Background: Different Traditional Chinese medicine (TCM) constitution types have different disease susceptibility and tendency, and TCM constitution identification is of great significance in TCM clinical practice. The TCM constitution identification method based on observation and consultation is subjective, and the objective identification technique opens up a new way to modernize TCM treatment. Our study aimed to build a TCM constitution identification model based on tongue feature data and machine learning algorithms, which provides a new fast and accurate method for TCM constitution identification.
Methods: We use TFDA-1 tongue diagnostic instrument to collect standardized tongue images of people with Yang deficiency constitution, Yin deficiency constitution and balanced constitution. and use tongue image analysis software (TDAS) to quantitatively analyze tongue color, tongue texture and tongue coating area. Pearson correlation analysis was used to explore the correlation between tongue characteristics and TCM constitution. Four machine learning algorithms, including SVM, decision tree, random forest, and XGboost were used to build a TCM constitution identification model based on tongue features and evaluate the model's effectiveness.

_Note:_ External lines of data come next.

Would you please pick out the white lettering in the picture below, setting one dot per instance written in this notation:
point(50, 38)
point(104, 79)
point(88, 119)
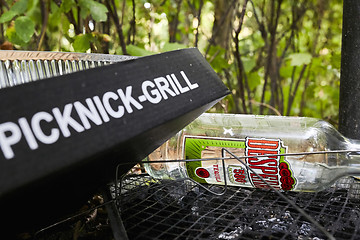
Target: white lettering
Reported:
point(172, 84)
point(127, 99)
point(101, 109)
point(87, 113)
point(163, 87)
point(154, 92)
point(191, 86)
point(182, 89)
point(29, 136)
point(7, 141)
point(106, 101)
point(40, 135)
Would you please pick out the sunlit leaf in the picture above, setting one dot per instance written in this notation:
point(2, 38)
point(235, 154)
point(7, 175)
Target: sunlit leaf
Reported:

Results: The results show that XGboost has the highest accuracy rate among the four machine learning algorithms and the best performance in model evaluation. Pearson correlation analysis found a specific correlation between TCM constitution and tongue features. Significant correlations existed between the Yang deficiency constitution, Yin deficiency constitution, and the balanced constitution with 16 tongue features. In addition, the model's accuracy for the group 2 containing 16 tongue features was higher than that of the whole feature group (Group 1). XGboost was the most effective in this study for identifying TCM constitution, and the tongue features filtered by correlation analysis led to higher accuracy of TCM constitution identification.

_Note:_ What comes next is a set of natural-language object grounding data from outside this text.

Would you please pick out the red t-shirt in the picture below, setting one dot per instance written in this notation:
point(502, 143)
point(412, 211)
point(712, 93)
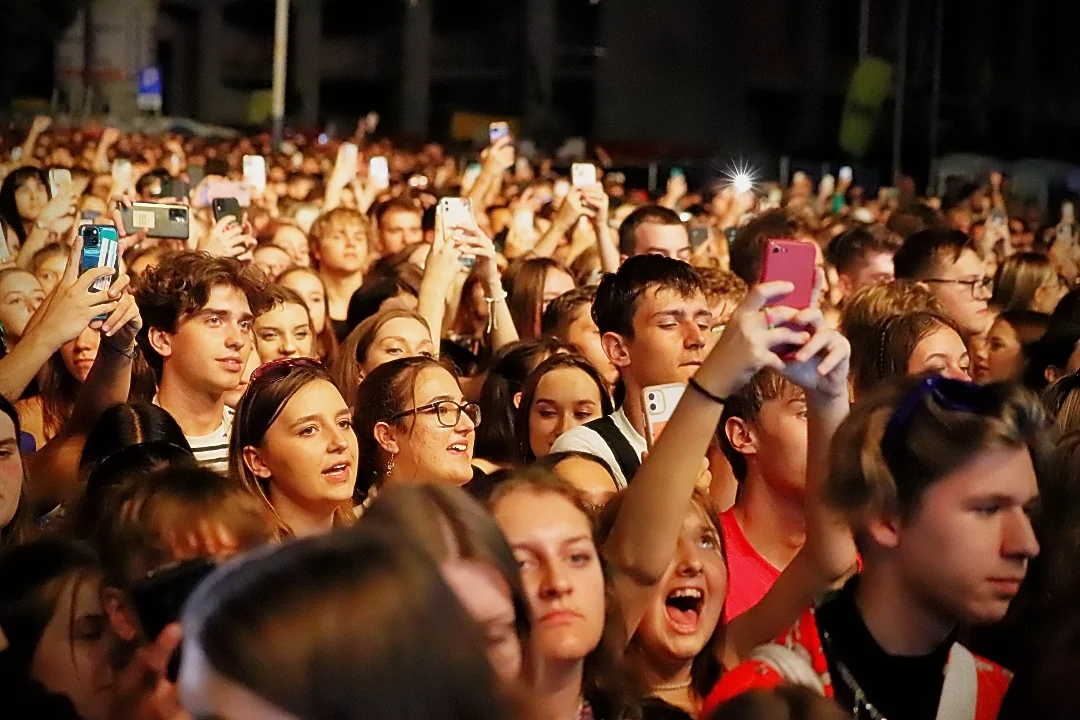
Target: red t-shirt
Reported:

Conclusions: Tongue feature information can be an essential reference for TCM constitution identification. Machine learning provides a method for rapid identification of TCM constitution types. The XGboost TCM constitution identification model with good performance gives a new way for clinical " Identifying TCM Constitution by Tongue Image" implementation offers a reference and contributes to the performance of " Preventive Treatment of Disease" of TCM and individualized diagnosis and treatment and health preservation. In addition, Objective identification technology has opened up a new way to modernize TCM diagnosis and treatment.